Non è una questione di volume ma di qualità. Ancora oggi le donne in Italia si occupano tra il 70 e l’80% delle faccende domestiche e parentali e c’è una forte disparità che grava sulla loro vita professionale, ma l’educazione del bambino si fa soprattutto attraverso l’imitazione: il fatto che il padre sia assente non significa che non trasmette niente, ma trasmette il fatto che un uomo in quanto tale può stare lontano da casa per una settimana, lasciando moglie e figli. Non bisogna mai sottovalutare l’importanza dell’imitazione, che è la strada di apprendimento per i bambini; quando si parla di educazione si gioca su tutti gli strati della società: genitori — presenti o assenti sono comunque degli influencer —, scuola, po-litica, media: siamo tutte e tutti responsabili. Più uomini nei ruoli di cura potrebbero giovare a condizione che non trasmettano valori virili.

C’è un versante sul quale il nostro Paese è particolarmente indietro ed è quello dei congedi di paternità: al momento sono solo 10 i giorni obbligatori, ma si registra un aumento del numero di uomini che chiede di usufruire del congedo parentale, a dimostrazione che forse si sta facendo spazio un nuovo modello culturale. Potrebbe a suo avviso essere questa una delle chiavi del cambiamento?

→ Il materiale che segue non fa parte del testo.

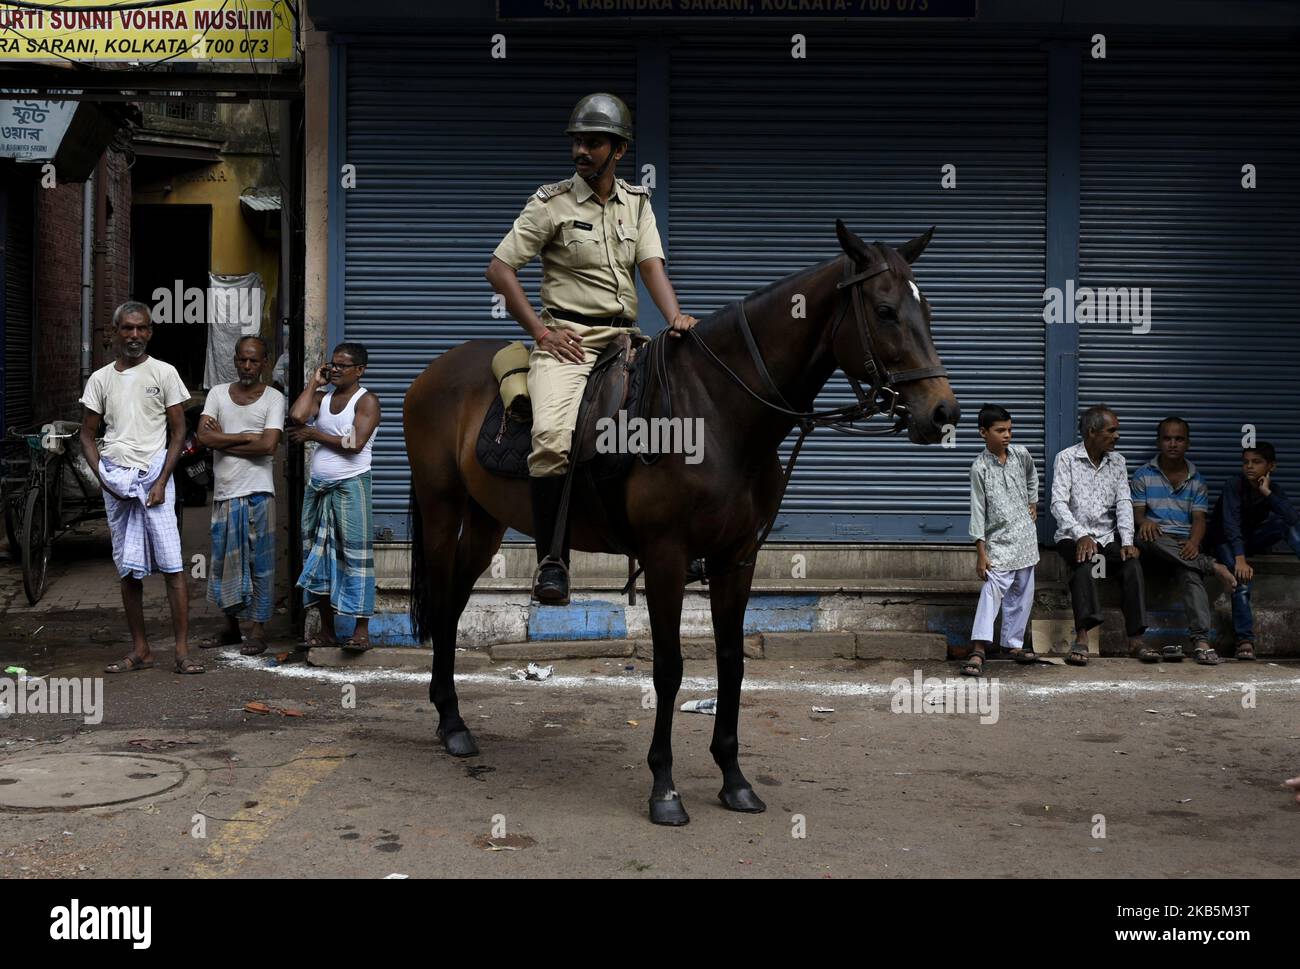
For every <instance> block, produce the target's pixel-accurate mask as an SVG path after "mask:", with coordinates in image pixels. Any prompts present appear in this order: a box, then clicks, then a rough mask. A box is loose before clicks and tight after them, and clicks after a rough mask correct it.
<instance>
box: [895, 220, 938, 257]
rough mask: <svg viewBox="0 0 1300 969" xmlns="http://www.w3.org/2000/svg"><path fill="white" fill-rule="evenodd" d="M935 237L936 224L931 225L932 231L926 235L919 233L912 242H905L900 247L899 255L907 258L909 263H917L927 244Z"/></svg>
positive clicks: (898, 254)
mask: <svg viewBox="0 0 1300 969" xmlns="http://www.w3.org/2000/svg"><path fill="white" fill-rule="evenodd" d="M932 238H935V226H930V232H927V233H926V234H924V235H918V237H917V238H915V239H913V241H911V242H905V243H902V245H901V246H900V247H898V255H900V256H902V258H904V259H906V260H907V263H909V264H911V263H915V261H917V259H918V258H919V256H920V254H922V252H924V251H926V246H928V245H930V241H931V239H932Z"/></svg>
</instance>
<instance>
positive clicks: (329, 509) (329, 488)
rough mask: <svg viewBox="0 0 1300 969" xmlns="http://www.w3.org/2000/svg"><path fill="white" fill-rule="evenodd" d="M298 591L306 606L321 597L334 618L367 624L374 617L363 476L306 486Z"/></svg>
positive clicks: (367, 509)
mask: <svg viewBox="0 0 1300 969" xmlns="http://www.w3.org/2000/svg"><path fill="white" fill-rule="evenodd" d="M298 585H300V587H302V589H303V602H304V604H305V605H312V604H313V602H315V601H316V600H317V598H320V597H326V598H329V602H330V606H331V607H333V610H334V611H335V613H337V614H339V615H352V617H356V618H359V619H363V618H364V619H368V618H369V617H370V615H372V614H373V613H374V540H373V535H372V531H370V472H369V471H367V472H365V473H361V475H356V476H355V477H344V479H341V480H329V479H320V477H315V476H313V477H311V479H309V480H308V483H307V492H305V493H304V494H303V574H302V575H300V576H298Z"/></svg>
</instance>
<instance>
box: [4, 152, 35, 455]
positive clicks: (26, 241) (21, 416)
mask: <svg viewBox="0 0 1300 969" xmlns="http://www.w3.org/2000/svg"><path fill="white" fill-rule="evenodd" d="M4 191H5V195H6V199H3V200H0V202H6V204H5V206H4V209H0V226H3V232H4V239H3V243H4V250H3V251H0V265H3V273H4V280H3V285H4V299H3V300H0V311H3V313H4V320H3V321H0V324H3V326H0V330H3V333H4V371H3V373H0V397H3V398H4V428H5V429H9V428H13V429H18V431H27V429H29V428H30V425H31V423H32V420H34V414H32V388H34V375H32V371H34V367H35V359H34V356H32V325H34V320H35V303H34V299H32V294H34V282H32V259H31V256H32V235H34V232H35V217H34V203H35V199H34V192H35V189H34V183H32V181H31V179H29V178H26V177H19V178H16V179H14V185H12V186H10V187H8V189H5V190H4Z"/></svg>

Sicuramente è una delle tante chiavi del cambiamento, ma dieci giorni sono pochissimi soprattutto se rapportati al numero di settimane del congedo di maternità. I primi mesi di vita del bambino sono fondamentali per lo sviluppo fisico e affettivo tanto per il bambino che per i genitori: c’è un legame che si crea che una volta passati i tre mesi di congedo maternità il padre non potrà più ricreare. La cura del bambino è una responsabilità condivisa di entrambi i genitori, ma soprattutto i carichi familiari paritari sono nell’interesse di tutti, quindi anche il diritto alla genitorialità dei padri che subiscono questa situazione rischia di essere compromesso e molto spesso li vincola a vivere una parentalità molto meno importante rispetto alle madri. D’altra parte bisogna fare in modo che la scelta di esserci non porti pregiudizio alla famiglia: è ovvio che se il padre non è pagato non prenderà il congedo.

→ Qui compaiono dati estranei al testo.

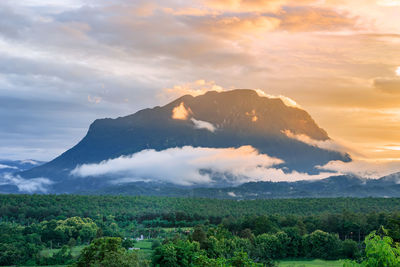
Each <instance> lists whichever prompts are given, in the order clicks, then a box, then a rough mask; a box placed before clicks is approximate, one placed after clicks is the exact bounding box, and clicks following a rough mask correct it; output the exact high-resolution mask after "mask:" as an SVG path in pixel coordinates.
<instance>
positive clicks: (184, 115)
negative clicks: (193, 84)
mask: <svg viewBox="0 0 400 267" xmlns="http://www.w3.org/2000/svg"><path fill="white" fill-rule="evenodd" d="M191 113H192V111H191V110H190V108H188V109H186V107H185V104H184V103H183V102H181V103H180V104H179V106H176V107H174V108H173V109H172V115H171V118H173V119H174V120H187V119H188V117H189V115H190V114H191Z"/></svg>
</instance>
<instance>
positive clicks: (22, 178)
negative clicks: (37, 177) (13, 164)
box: [0, 174, 53, 193]
mask: <svg viewBox="0 0 400 267" xmlns="http://www.w3.org/2000/svg"><path fill="white" fill-rule="evenodd" d="M51 184H53V182H52V181H50V180H49V179H47V178H44V177H38V178H32V179H24V178H22V177H21V176H19V175H16V176H13V175H11V174H5V175H4V176H3V177H0V185H15V186H17V187H18V190H19V191H21V192H26V193H35V192H42V193H46V192H47V190H48V186H49V185H51Z"/></svg>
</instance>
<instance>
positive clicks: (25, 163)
mask: <svg viewBox="0 0 400 267" xmlns="http://www.w3.org/2000/svg"><path fill="white" fill-rule="evenodd" d="M19 162H20V163H22V164H31V165H39V162H37V161H36V160H33V159H24V160H20V161H19Z"/></svg>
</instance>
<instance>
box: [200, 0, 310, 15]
mask: <svg viewBox="0 0 400 267" xmlns="http://www.w3.org/2000/svg"><path fill="white" fill-rule="evenodd" d="M205 2H206V3H207V5H208V6H210V7H212V8H215V9H218V10H224V11H229V12H272V13H279V12H280V11H282V7H283V6H285V5H292V4H295V5H304V4H309V3H313V2H316V1H315V0H206V1H205Z"/></svg>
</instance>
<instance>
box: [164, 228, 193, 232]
mask: <svg viewBox="0 0 400 267" xmlns="http://www.w3.org/2000/svg"><path fill="white" fill-rule="evenodd" d="M163 230H164V231H165V232H177V231H179V230H181V231H183V232H184V231H192V230H193V227H164V228H163Z"/></svg>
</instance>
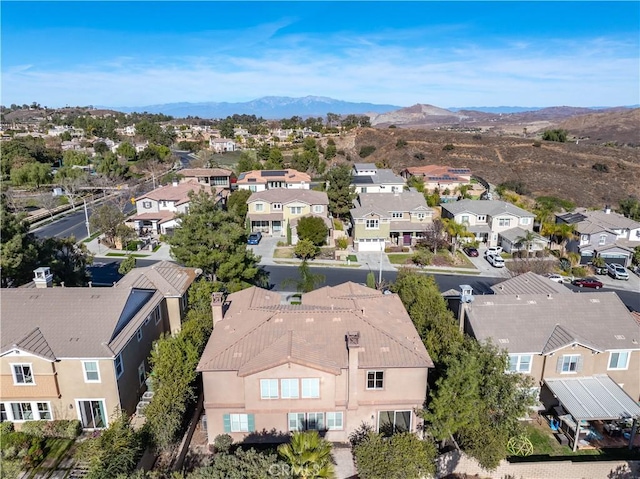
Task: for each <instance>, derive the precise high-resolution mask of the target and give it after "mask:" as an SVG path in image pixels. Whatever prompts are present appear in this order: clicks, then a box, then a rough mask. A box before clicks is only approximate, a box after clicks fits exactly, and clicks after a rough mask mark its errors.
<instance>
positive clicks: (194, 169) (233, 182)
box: [178, 168, 236, 189]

Andiamo verso un nuovo modello?

A questo proposito devo dire che non sono proprio convinta che stia avanzando un nuovo modello e la conferma mi arriva da alcuni dati: i dipendenti del settore privato che nel 2020 hanno usufruito dei congedi obbligatori erano 135 mila a fronte di 400 mila nascite, mentre nel 2016 erano stati 94 mila, quindi c’è stato un aumento significativo; quelli che invece hanno chiesto dei congedi facoltativi nel 2020 erano 3 mila a fronte di 9 mila (tre volte tanto!) nel 2016. Usufruire di un congedo obbligatorio non è a mio avviso indice di un’aumentata sensibi-lità, peraltro molti continuano a non prenderli. Bisogna invece trovare il modo per renderli veramente obbligatori: tu non vieni a lavorare per tot giorni perché sei in congedo di paternità. Come lo fa per le donne, l’azienda deve esigerlo anche con gli uomini. Con un maggior controllo cadrà anche lo stigma sociale e la paura di essere tagliato fuori che fa sì che molti vadano in ufficio anche quando in teoria sono in congedo. Tutte conseguenze del modello virilista che ha finora plasmato l’umanità e che — come si afferma nelle ultime righe del libro — pur prendendo il più delle volte i contorni di un viso maschile è in ciascuno di noi. Ma non è una condanna, si può cambiare: basterebbe cominciare ad educare i ragazzi come le ragazze.